Claudia will automatically bundle all the parameters and pass it to your handler, so you do not have to define request and response models. The request object passed to your handler contains the following properties:

  • queryString: a key-value map of query string arguments
  • env: a key-value map of the API Gateway stage variables (useful for storing resource identifiers and access keys)
  • headers: a key-value map of all the HTTP headers posted by the client
  • post: in case of a FORM post (application/x-form-www-urlencoded), a key-value map of the values posted
  • body: in case of an application/json POST or PUT, the body of the request, parsed as a JSON object

Responding to requests

You can either respond synchronously (just return a value, as above), or respond with a Promise. In that case, the lambda function will wait until the Promise resolves or rejects before responding. Please note that AWS currently uses Node.js 0.10.36, which does not include the standard Promise library, so you need to include a third party one. API Builder just checks for the .then method, so it should work with any A+ Promise library.
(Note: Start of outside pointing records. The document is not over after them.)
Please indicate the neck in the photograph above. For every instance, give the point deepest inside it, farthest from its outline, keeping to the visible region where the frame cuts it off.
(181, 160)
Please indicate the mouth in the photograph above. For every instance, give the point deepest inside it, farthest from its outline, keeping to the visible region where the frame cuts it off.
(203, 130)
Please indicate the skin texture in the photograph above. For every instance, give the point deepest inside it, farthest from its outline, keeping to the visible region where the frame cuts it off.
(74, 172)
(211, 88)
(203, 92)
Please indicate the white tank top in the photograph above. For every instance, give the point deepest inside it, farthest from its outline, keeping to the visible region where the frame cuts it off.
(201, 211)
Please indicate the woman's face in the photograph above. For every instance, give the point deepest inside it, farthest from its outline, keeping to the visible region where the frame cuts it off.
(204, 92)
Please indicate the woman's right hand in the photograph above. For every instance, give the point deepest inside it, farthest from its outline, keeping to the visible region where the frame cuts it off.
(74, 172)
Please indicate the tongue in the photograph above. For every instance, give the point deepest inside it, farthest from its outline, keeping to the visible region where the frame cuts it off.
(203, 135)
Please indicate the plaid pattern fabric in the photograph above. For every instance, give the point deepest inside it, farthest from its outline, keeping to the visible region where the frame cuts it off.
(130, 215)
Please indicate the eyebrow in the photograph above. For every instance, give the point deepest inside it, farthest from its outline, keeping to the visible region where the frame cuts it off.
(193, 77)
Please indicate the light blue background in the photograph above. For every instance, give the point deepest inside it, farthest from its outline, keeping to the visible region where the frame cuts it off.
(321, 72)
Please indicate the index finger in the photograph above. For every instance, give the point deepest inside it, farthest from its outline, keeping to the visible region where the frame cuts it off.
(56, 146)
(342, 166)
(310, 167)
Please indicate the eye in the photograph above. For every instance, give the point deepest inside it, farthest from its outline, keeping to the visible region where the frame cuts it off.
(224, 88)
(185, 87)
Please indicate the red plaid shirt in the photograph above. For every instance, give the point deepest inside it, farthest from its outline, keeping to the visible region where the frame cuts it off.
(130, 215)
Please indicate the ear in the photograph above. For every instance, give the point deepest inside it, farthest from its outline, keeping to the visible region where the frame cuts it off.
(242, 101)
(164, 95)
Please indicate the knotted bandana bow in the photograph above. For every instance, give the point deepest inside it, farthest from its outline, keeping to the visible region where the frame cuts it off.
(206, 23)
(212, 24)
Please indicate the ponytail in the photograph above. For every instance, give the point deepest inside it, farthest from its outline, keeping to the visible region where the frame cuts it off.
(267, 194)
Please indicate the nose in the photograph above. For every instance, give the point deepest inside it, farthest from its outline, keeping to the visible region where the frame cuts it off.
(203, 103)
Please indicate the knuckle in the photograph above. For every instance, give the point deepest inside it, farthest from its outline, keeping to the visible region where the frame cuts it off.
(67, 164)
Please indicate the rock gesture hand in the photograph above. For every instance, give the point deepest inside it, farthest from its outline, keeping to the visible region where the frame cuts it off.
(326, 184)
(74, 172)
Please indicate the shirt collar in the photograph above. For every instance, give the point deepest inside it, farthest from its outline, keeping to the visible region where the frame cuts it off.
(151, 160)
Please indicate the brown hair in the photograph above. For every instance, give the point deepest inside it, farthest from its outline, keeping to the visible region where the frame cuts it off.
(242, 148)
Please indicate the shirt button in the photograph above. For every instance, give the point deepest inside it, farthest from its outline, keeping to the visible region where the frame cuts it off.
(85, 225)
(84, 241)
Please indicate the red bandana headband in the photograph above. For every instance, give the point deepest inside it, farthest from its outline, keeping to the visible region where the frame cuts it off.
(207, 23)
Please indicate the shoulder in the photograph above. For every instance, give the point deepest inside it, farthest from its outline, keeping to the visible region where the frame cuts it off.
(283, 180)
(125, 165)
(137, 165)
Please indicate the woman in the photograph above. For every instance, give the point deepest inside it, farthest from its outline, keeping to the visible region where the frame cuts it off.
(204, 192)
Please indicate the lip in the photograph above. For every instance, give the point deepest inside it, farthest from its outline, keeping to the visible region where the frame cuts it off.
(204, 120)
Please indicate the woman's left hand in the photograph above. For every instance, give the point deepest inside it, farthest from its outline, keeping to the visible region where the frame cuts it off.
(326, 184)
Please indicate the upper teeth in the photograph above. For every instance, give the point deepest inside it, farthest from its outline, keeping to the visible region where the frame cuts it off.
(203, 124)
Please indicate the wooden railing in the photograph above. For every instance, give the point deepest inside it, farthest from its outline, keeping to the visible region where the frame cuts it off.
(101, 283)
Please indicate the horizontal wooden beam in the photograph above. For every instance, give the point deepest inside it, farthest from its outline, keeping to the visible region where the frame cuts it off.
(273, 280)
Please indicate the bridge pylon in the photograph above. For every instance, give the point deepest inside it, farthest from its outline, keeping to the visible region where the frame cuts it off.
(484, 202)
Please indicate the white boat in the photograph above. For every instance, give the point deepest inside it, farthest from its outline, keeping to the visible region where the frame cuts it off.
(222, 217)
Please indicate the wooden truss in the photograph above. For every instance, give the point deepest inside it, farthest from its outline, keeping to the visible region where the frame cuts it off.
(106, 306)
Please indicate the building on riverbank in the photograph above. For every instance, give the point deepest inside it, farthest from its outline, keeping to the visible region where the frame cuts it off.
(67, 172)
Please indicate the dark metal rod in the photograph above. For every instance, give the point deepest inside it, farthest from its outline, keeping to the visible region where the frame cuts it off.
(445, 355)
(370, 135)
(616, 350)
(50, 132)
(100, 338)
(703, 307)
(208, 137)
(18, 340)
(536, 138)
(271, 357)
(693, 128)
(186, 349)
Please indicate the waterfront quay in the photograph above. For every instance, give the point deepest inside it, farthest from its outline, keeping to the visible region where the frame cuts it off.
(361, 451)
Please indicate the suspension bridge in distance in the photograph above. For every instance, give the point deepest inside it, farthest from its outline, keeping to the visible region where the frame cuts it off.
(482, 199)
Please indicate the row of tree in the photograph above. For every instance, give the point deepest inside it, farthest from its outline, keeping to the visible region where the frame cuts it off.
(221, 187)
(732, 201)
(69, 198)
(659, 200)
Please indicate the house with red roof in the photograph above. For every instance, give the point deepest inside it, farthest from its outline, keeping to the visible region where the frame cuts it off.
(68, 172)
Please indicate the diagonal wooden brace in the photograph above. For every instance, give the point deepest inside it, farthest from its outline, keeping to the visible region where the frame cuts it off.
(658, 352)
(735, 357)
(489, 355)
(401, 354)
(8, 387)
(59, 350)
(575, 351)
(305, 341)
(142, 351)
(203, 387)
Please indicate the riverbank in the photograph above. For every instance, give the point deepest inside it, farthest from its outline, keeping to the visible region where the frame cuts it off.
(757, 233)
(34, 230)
Customising response codes and content types

By default, Claudia.js uses 500 as the HTTP response code for all errors, and 200 for successful operations. The application/json content type is default for both successes and failures. You can change all that by using the optional third argument to handler definition methods. All keys are optional, and the structure is:

  • error: a number or a key-value map. If a number is specified, it will be used as the HTTP response code. If a key-value map is specified, it should have the following keys:
    • code: HTTP response code
    • contentType: the content type of the response
  • success: a number or a key-value map. If a number is specified, it will be used as the HTTP response code. If a key-value map is specified, it should have the following keys:
    • code: HTTP response code
    • contentType: the content type of the response

These special rules apply to content types and codes:

  • When the error content type is text/plain or text/html, only the error message is sent back in the body, not the entire error structure.
  • When the error content type is application/json, the entire error structure is sent back with the response.
  • When the response type is application/json, the response is JSON-encoded. So if you just send back a string, it will have quotes around it.
  • When the response type is text/plain, text/xml, text/html or application/xml, the response is sent back without JSON encoding (so no extra quotes).
  • In case of 3xx response codes for success, the response goes into the Location header, so you can easily create HTTP redirects.

To see these options in action, see the Serving HTML Example project.